Combined CDF and D0 Search for Standard Model Higgs Boson Production with up to 10.0 fb-1 of Data

TL;DR

The paper presents a comprehensive Tevatron Higgs boson search by combining CDF and D0 results with up to 10 fb^-1 of data, spanning ggH, VH, and VBF production and multiple decay channels including H→bb, H→WW, H→γγ, and more. It uses both Bayesian and CLs statistical frameworks to extract limits on sigma x B(H) relative to the SM, incorporating extensive systematic uncertainties and correlations. The combination excludes substantial Higgs mass ranges and observes a modest excess around 120 GeV/c^2, primarily in H→bb channels, with a global significance around 2.2σ when accounting for the look-elsewhere effect. The analysis demonstrates the power of multi-channel, cross-experiment synthesis to probe the SM Higgs at the Tevatron and sets the stage for future improvements in Higgs sensitivity.

Abstract

We combine results from CDF and D0 on direct searches for the standard model (SM) Higgs boson (H) in ppbar collisions at the Fermilab Tevatron at sqrt(s)=1.96 TeV. Compared to the previous Tevatron Higgs boson search combination more data have been added, additional channels have been incorporated, and some previously used channels have been reanalyzed to gain sensitivity. With up to 10 fb-1 of luminosity analyzed, the 95% C.L. median expected upper limits on Higgs boson production are factors of 0.94, 1.10, and 0.49 times the values of the SM cross section for Higgs bosons of mass m_H=115 GeV/c^2, 125 GeV/c^2,and 165 GeV/c^2, respectively. We exclude, at the 95% C.L., two regions: 100<m_H<106 GeV/c^2, and 147<m_H<179 GeV/c^2. We expect to exclude the regions 100<m_H<119 GeV/c^2 and 141<m_H<184 GeV/c^2. There is an excess of data events with respect to the background estimation in the mass range 115<m_H<135 GeV/c^2 which causes our limits to not be as stringent as expected. At m_H=120 GeV/c^2, the p-value for a background fluctuation to produce this excess is ~3.5 x 10^{-3}, corresponding to a local significance of 2.7 standard deviations. The global significance for such an excess anywhere in the full mass range is approximately 2.2 standard deviations. We also combine separately searches for H->bbbar and H->W+W-, and find that the excess is concentrated in the H->bbbar channel, although the results in the H->W+W- channel are also consistent with the possible presence of a low-mass Higgs boson.

Figures (21)

• Figure 1: Distributions of $\log_{10}(s/b)$, for the data from all contributing channels from CDF and D0, for Higgs boson masses of 115, 125, and 165 GeV/$c^2$. The data are shown with points, and the expected signal is shown stacked on top of the backgrounds.
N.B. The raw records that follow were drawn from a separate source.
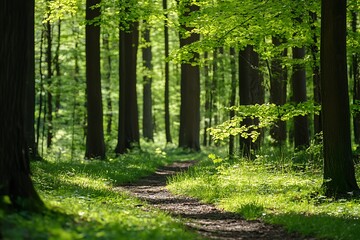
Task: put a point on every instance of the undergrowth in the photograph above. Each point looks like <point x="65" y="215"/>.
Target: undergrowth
<point x="274" y="188"/>
<point x="82" y="202"/>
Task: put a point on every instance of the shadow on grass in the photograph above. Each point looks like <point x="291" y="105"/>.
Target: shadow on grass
<point x="322" y="226"/>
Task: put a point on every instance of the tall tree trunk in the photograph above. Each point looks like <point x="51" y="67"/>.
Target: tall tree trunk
<point x="232" y="97"/>
<point x="95" y="145"/>
<point x="339" y="172"/>
<point x="278" y="85"/>
<point x="30" y="89"/>
<point x="315" y="72"/>
<point x="250" y="92"/>
<point x="213" y="113"/>
<point x="128" y="136"/>
<point x="245" y="95"/>
<point x="49" y="79"/>
<point x="108" y="69"/>
<point x="190" y="91"/>
<point x="207" y="108"/>
<point x="301" y="126"/>
<point x="167" y="77"/>
<point x="356" y="87"/>
<point x="41" y="99"/>
<point x="15" y="181"/>
<point x="57" y="69"/>
<point x="148" y="126"/>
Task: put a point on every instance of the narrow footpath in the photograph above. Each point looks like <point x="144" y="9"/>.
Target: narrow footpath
<point x="208" y="221"/>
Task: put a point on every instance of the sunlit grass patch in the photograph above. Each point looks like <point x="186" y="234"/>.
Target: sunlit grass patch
<point x="83" y="204"/>
<point x="275" y="193"/>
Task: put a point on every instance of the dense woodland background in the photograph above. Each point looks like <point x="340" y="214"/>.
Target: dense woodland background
<point x="103" y="78"/>
<point x="172" y="71"/>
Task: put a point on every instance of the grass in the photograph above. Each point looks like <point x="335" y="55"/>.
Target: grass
<point x="277" y="192"/>
<point x="83" y="204"/>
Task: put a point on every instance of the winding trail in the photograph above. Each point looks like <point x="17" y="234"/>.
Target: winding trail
<point x="208" y="221"/>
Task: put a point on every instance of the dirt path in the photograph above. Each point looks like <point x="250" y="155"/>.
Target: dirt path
<point x="205" y="219"/>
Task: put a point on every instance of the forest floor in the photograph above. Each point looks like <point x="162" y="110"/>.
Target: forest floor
<point x="209" y="221"/>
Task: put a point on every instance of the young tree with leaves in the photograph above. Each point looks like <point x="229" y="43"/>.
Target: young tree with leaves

Underflows and overflows are collected into the leftmost and rightmost bins.
• Figure 2: Integrated distributions of $s/b$, starting at the high $s/b$ side, for Higgs boson masses of 115, 125, and 165 GeV/$c^2$. The total signal+background and background-only integrals are shown separately, along with the data sums. Data are only shown for bins that have data events in them.
• Figure 3: Background-subtracted data distributions for all channels, summed in bins of $s/b$, for Higgs boson masses of 115, 125, and 165 GeV/$c^2$. The background has been fit, within its systematic uncertainties and assuming no Higgs boson signal is present, to the data. The points with error bars indicate the background-subtracted data; the sizes of the error bars are the square roots of the predicted background in each bin. The unshaded (blue-outline) histogram shows the systematic uncertainty on the best-fit background model, and the shaded histogram shows the expected signal for a Standard Model Higgs boson.
• Figure 4: Distributions of the log-likelihood ratio (LLR) as a function of Higgs boson mass obtained with the ${\rm CL}_{\rm s}$ method for the combination of all CDF and D0 analyses. The green and yellow bands correspond to the regions enclosing 1 s.d. and 2 s.d. fluctuations around the median expected value assuming only background is present, respectively. The red dashed curve shows the median expected value assuming a Higgs boson signal is present, separately at each $m_H$.
• Figure 5: Observed and expected (median, for the background-only hypothesis) 95% C.L. upper limits on the ratios to the SM cross section, as functions of the Higgs boson mass for the combined CDF and D0 analyses. The limits are expressed as a multiple of the SM prediction for test masses (every 5 GeV/$c^2$) for which both experiments have performed dedicated searches in different channels. The points are joined by straight lines for better readability. The bands indicate the 68% and 95% probability regions where the limits can fluctuate, in the absence of signal. The limits displayed in this figure are obtained with the Bayesian calculation.